1) Task running on Core-0 loading text section into memory.
     It was schedule out and then migrate into Core-1;
2) On Core-1, this task continue loading it and then
     "flush_dcache_page" to make sure the loaded text section write
     into main memory.
3) Task tend to the loaded text section and running it.

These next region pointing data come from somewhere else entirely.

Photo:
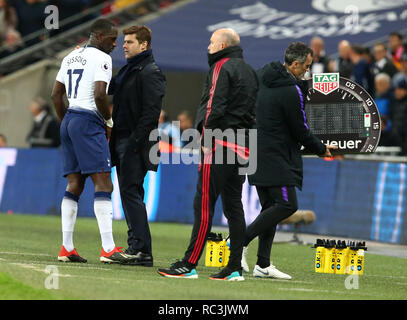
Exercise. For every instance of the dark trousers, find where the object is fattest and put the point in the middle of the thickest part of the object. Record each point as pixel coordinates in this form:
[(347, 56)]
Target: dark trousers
[(277, 203), (214, 180), (131, 172)]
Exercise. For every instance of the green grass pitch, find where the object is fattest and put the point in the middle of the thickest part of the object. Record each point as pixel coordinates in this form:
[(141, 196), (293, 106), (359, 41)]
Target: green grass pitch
[(30, 244)]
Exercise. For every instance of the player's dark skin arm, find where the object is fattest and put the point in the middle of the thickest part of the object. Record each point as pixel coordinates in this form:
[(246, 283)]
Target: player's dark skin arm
[(57, 97), (102, 103), (101, 100)]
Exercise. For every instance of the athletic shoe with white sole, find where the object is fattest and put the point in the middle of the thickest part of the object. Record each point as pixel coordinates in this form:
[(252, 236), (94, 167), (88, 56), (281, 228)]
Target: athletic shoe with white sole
[(227, 274), (70, 256), (115, 256), (179, 269), (245, 266), (270, 272)]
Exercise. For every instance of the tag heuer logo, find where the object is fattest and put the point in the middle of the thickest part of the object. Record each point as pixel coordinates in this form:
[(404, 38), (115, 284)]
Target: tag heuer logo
[(325, 82)]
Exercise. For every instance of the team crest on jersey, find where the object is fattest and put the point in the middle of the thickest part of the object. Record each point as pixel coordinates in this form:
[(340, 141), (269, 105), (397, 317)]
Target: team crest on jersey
[(325, 82), (105, 66)]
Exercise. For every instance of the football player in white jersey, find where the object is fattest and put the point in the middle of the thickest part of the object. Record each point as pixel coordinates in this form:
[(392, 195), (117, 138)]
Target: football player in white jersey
[(84, 77)]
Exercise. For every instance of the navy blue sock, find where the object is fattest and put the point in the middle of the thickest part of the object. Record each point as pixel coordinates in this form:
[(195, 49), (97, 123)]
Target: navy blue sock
[(71, 196), (102, 194)]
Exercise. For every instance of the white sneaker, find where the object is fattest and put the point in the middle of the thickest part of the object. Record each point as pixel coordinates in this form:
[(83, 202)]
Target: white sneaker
[(269, 272), (245, 266)]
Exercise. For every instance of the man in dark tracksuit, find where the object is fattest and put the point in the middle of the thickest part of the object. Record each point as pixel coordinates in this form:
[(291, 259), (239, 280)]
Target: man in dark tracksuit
[(281, 130), (138, 90), (228, 102)]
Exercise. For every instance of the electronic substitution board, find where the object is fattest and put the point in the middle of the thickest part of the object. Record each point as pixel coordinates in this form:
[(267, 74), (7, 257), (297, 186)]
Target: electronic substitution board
[(340, 112)]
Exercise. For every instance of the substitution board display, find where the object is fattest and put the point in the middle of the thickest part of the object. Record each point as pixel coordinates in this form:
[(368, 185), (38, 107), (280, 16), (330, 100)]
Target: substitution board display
[(340, 112)]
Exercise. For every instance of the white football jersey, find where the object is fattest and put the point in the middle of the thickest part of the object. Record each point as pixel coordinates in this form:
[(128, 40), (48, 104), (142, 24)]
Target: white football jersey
[(79, 71)]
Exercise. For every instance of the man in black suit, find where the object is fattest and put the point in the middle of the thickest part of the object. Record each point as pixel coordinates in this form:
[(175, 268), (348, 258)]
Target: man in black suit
[(138, 90)]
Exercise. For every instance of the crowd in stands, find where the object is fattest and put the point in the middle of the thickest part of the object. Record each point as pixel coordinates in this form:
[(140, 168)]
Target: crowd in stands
[(21, 20), (382, 71)]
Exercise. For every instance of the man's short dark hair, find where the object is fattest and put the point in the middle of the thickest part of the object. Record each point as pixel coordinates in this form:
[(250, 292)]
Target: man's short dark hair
[(142, 33), (396, 34), (101, 25), (297, 51)]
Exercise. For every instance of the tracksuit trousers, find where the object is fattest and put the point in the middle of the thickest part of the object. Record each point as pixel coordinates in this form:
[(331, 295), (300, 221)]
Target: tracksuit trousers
[(214, 180), (278, 203)]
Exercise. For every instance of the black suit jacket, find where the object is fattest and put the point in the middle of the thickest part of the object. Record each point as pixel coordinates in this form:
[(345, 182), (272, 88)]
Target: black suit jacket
[(141, 90), (281, 129)]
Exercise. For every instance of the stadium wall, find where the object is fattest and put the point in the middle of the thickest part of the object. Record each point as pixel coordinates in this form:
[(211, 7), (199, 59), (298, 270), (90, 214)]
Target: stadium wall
[(354, 199)]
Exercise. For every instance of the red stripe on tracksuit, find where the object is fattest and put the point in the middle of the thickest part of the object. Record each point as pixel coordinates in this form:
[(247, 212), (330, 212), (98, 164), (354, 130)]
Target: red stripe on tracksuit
[(200, 242)]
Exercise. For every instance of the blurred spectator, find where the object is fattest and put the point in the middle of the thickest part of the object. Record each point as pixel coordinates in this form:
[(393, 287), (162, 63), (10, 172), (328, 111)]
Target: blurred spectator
[(45, 129), (399, 113), (342, 64), (191, 138), (383, 93), (31, 17), (388, 137), (361, 73), (10, 39), (320, 61), (382, 62), (396, 48), (120, 4), (3, 141), (168, 132), (67, 9), (403, 71), (8, 19)]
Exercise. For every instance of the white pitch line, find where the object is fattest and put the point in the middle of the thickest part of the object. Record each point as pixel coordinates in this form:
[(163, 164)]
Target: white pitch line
[(27, 254)]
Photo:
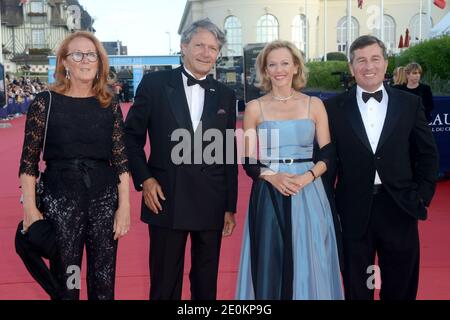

Similar as the previous case, the difference lies in step1 that the task was
interrupted by timer interrupt. Thus it still can be switch out and then 
been
migrate to another core. Thus in step2 and 3, this issue may still been 
reproduced.
So, disable preempt can only lower the possibility of this issue but 
can't avoid it.

If I mis-understand something, please correct me.

Thanks
Xiao

^ permalink raw reply	[flat|nested] 29+ messages in thread

* Query about: ARM11 MPCore: preemption/task migration cache coherency
  2012-06-01  1:11                                 ` snakky.zhang at gmail.com
@ 2012-06-01  3:25                                   ` Catalin Marinas
  2012-06-01  5:21                                     ` snakky.zhang at gmail.com
  0 siblings, 1 reply; 29+ messages in thread
From: Catalin Marinas @ 2012-06-01  3:25 UTC (permalink / raw)
  To: linux-arm-kernel

On Fri, Jun 01, 2012 at 02:11:59AM +0100, snakky.zhang at gmail.com wrote:
> On 2012?06?01? 00:04, Catalin Marinas wrote:
> > Rather than IPI we would better use the read-for-ownership trick like
> > in this patch to make flush_dcache_page global (no need for
> > write-for-ownership):
> 
> I think write for ownership is necessary for flush_dcache_xxx: Read
> guarantee local data cache get newest data, at the same time write
> guarantee the data can be flushed into memory.
> 
> See Section 7.1 of ARM11 MPCore. Processor Technical Reference 
> Manual(Revision: r2p0) P146/728:
> ======
> Clean Applies to write-back data caches. If the cache line targeted by
> the Clean operation contains stored data that has not yet been written
> out to main memory, it is written to main memory, and the line is
> marked as clean.
> ======
> 
> So I am afraid without the write action, the "clean & invalidate"
> action later will not write data back to main memory.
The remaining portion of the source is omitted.